`int(sin2xdx)/(1+sin^(2)x)`

To solve the integral \( I = \int \frac{\sin 2x}{1 + \sin^2 x} \, dx \), we can follow these steps: ### Step 1: Rewrite \(\sin 2x\) Using the double angle identity, we can express \(\sin 2x\) as: \[ \sin 2x = 2 \sin x \cos x \] Thus, we can rewrite the integral as: \[ I = \int \frac{2 \sin x \cos x}{1 + \sin^2 x} \, dx \] ### Step 2: Use substitution Let us make the substitution: \[ t = 1 + \sin^2 x \] Now, we need to find \(dt\).
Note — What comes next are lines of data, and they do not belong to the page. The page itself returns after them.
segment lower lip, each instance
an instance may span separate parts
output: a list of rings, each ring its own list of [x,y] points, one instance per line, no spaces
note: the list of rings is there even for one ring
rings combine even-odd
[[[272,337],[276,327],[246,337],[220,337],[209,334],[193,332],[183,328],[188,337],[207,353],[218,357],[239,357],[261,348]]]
The derivative of \(t\) with respect to \(x\) is: \[ dt = 2 \sin x \cos x \, dx \] This implies: \[ dx = \frac{dt}{2 \sin x \cos x} \] ### Step 3: Substitute in the integral Substituting \(t\) and \(dx\) into the integral, we have: \[ I = \int \frac{2 \sin x \cos x}{t} \cdot \frac{dt}{2 \sin x \cos x} \] The \(2 \sin x \cos x\) terms cancel out, leaving us with: \[ I = \int \frac{1}{t} \, dt \] ### Step 4: Integrate The integral of \(\frac{1}{t}\) is: \[ I = \log |t| + C \] Substituting back for \(t\): \[ I = \log |1 + \sin^2 x| + C \] ### Final Answer Thus, the final result of the integral is: \[ I = \log(1 + \sin^2 x) + C \]